Exploring Deep Learning in Finance

Attention-Based Transformer for Robust Financial Time Series Classification

Overview

This Master's Thesis investigates the application of Attention-Based Transformer Encoders to build robust Buy/Sell classification models for financial time series data.

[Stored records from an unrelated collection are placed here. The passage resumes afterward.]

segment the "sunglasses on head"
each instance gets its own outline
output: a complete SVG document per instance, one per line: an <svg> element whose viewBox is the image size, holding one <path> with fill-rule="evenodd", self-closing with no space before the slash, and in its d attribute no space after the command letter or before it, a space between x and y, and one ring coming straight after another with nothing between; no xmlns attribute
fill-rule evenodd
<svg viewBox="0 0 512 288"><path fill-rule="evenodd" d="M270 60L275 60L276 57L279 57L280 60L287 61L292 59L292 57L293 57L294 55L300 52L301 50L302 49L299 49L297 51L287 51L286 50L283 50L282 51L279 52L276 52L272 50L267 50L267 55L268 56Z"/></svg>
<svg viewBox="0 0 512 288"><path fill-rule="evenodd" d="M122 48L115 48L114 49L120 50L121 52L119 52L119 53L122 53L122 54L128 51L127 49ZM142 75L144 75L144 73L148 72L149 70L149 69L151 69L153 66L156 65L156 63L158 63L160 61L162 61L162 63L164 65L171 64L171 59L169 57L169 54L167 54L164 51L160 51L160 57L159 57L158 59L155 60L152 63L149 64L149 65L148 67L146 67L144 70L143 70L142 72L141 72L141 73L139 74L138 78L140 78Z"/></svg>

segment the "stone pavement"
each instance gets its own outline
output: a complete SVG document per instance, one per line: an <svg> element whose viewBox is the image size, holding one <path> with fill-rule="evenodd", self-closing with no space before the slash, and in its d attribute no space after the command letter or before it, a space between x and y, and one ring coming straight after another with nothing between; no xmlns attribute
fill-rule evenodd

Financial markets are inherently non-stationary, noisy, and regime-dependent, which challenges conventional machine learning models.
To address these issues, this research integrates De Prado-inspired data preprocessing with a hybrid Transformer-LSTM architecture, enabling improved temporal modeling and robust evaluation.

Key Contributions

De Prado–Inspired Data Pipeline: Combines Dollar-Bars sampling with the Triple-Barrier Method for economically meaningful labeling.
Hybrid Transformer–LSTM Model: Fuses long-range attention with short-term memory for richer temporal understanding.
Leak-Free Evaluation Framework: Implements Purged K-Fold Cross-Validation to ensure realistic backtesting integrity.

Tech Stack & Tools

ML / DL Models
Programming & Frameworks
Financial / Data Tools
Utilities

Research Objectives

Robust Data Structuring: Construct an information-dense, volatility-adjusted dataset using Lopez de Prado’s techniques.
Advanced Temporal Modeling: Develop a Transformer Encoder–based architecture to learn multi-scale, non-linear dependencies.
Rigorous Validation: Apply Purged K-Fold Cross-Validation to avoid temporal leakage and ensure true out-of-sample generalization.

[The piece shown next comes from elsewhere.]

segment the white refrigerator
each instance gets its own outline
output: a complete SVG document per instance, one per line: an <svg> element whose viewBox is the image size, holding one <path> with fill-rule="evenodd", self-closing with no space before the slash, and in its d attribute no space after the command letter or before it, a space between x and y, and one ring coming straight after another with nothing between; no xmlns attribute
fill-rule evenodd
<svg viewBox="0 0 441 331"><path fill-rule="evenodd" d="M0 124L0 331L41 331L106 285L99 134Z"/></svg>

Financial Data Labeling & Validation Techniques

This section describes advanced techniques for labeling financial time series and avoiding look-ahead bias during model evaluation, based on Advances in Financial Machine Learning (López de Prado, 2018).

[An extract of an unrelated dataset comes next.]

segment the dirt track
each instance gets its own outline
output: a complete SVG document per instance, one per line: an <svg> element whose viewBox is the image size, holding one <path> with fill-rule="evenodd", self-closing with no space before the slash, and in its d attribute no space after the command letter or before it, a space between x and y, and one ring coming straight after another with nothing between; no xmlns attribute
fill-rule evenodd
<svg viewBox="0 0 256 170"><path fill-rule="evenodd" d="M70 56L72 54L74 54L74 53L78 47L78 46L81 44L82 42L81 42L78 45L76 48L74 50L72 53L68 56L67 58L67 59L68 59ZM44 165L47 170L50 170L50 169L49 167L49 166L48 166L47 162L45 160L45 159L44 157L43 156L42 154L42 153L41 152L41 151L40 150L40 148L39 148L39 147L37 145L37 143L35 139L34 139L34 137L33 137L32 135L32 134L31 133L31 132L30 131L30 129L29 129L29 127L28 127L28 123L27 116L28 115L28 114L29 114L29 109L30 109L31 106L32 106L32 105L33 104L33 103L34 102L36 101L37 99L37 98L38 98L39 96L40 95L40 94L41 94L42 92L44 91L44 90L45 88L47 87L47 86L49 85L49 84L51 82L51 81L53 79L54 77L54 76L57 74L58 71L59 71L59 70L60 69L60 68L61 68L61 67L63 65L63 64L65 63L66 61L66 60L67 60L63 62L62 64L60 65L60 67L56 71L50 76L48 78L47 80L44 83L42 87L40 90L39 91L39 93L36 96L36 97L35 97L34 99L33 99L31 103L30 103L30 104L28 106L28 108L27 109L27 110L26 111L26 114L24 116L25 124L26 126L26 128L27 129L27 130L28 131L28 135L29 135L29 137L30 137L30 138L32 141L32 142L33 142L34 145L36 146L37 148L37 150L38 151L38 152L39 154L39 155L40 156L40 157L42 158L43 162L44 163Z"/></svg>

Triple-Barrier Method (TBM)

The Triple-Barrier Method (TBM) is a robust labeling technique that generates economically meaningful labels for supervised learning in finance.

What is TBM?

TBM sets three barriers around the entry price of a trade:

Upper Barrier (Profit-Taking) – label +1 if price reaches a volatility-adjusted profit threshold.
Lower Barrier (Stop-Loss) – label -1 if price drops below a volatility-adjusted loss threshold.
Vertical Barrier (Time Limit) – label 0 if a pre-defined time horizon expires without hitting upper/lower barriers.

Why Use TBM?

Produces labels reflecting actual profit/loss events.
Adapts to market volatility using dynamic thresholds.
Prevents stale trades with the vertical barrier.
Reduces look-ahead bias, ensuring realistic model evaluation.

How to Implement TBM

Compute volatility-adjusted thresholds:

Upper Barrier = p_t + k * sigma_t
Lower Barrier = p_t - k * sigma_t

Where:

p_t = price at entry
sigma_t = volatility estimate
k = threshold multiplier

Monitor price until a barrier is hit or the vertical barrier (time limit) is reached.
Assign labels:

+1 → Upper barrier hit first (profit)
-1 → Lower barrier hit first (loss)
0 → Vertical barrier reached (neutral)

Purged K-Fold Cross-Validation

Purged K-Fold CV is an evaluation framework designed to avoid look-ahead bias in financial data, which is common in traditional K-Fold CV due to temporal dependence between samples.

What is Purged K-Fold?

Data is split into K folds like standard K-Fold.
Training samples that overlap with the test period are “purged” to prevent leakage of future information.
Optionally, a “gap” can be introduced between training and test sets to further reduce overlap effects.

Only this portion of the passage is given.